3

I was performing yet another execution of local Scala code against the remote Spark cluster on Databricks and got this.

Exception in thread "main" com.databricks.service.DependencyCheckWarning: The java class <something> may not be present on the remote cluster. It can be found in <something>/target/scala-2.11/classes. To resolve this, package the classes in <something>/target/scala-2.11/classes into a jar file and then call sc.addJar() on the package jar. You can disable this check by setting the SQL conf spark.databricks.service.client.checkDeps=false.

I have tried reimporting, cleaning and recompiling the sbt project to no avail.

Anyone know how to deal with this?

zaxme
  • 1,065
  • 11
  • 29

1 Answers1

3

Apparently the documentation has that covered:

spark.sparkContext.addJar("./target/scala-2.11/hello-world_2.11-1.0.jar")

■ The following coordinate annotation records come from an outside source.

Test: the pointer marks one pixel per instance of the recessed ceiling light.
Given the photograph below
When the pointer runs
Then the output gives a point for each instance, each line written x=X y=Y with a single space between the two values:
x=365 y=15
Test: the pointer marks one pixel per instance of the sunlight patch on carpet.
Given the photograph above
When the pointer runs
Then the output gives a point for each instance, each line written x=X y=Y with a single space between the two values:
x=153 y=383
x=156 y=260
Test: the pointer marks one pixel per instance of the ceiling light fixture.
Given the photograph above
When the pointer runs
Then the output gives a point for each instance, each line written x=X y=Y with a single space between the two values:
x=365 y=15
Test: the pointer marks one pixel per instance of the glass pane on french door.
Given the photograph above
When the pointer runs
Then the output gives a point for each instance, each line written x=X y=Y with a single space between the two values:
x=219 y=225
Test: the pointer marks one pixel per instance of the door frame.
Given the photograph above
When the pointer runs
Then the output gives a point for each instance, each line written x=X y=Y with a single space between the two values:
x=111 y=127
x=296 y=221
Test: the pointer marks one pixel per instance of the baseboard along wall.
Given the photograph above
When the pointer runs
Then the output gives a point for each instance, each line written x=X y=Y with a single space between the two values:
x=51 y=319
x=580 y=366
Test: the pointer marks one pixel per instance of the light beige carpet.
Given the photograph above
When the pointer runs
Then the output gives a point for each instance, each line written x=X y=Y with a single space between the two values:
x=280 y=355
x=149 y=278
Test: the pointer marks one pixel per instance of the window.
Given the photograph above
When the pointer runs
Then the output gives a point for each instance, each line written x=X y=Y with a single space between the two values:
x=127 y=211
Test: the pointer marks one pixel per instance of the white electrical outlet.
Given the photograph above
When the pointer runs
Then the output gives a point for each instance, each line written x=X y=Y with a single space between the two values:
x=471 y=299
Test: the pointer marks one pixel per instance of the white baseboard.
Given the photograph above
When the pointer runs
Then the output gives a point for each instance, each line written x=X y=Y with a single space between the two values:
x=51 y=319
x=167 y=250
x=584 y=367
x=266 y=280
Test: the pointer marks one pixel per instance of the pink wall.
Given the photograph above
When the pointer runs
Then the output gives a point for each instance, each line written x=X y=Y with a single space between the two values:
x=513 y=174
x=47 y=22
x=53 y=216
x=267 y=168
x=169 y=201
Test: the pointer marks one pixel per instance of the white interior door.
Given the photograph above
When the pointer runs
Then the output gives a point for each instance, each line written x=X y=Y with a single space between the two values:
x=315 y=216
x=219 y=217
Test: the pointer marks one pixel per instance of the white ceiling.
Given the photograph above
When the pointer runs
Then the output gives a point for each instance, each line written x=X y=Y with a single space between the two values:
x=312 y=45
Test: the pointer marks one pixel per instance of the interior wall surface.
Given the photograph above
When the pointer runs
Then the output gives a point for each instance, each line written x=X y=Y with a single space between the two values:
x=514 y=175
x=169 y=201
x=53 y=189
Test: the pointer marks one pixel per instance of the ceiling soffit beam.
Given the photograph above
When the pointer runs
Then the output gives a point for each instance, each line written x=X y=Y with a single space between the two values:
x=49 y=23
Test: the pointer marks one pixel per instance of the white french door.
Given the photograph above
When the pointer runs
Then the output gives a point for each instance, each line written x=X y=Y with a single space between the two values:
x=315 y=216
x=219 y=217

I guess it makes sense that everything that you are writing as code external to Spark is considered a dependency. So a simple sbt publishLocal and then pointing to the jar path in above command will sort you out.

My main confusion came from the fact that I didn't need to do this for a very long while until at some point this mechanism kicked it. Rather inconsistent behavior I'd say.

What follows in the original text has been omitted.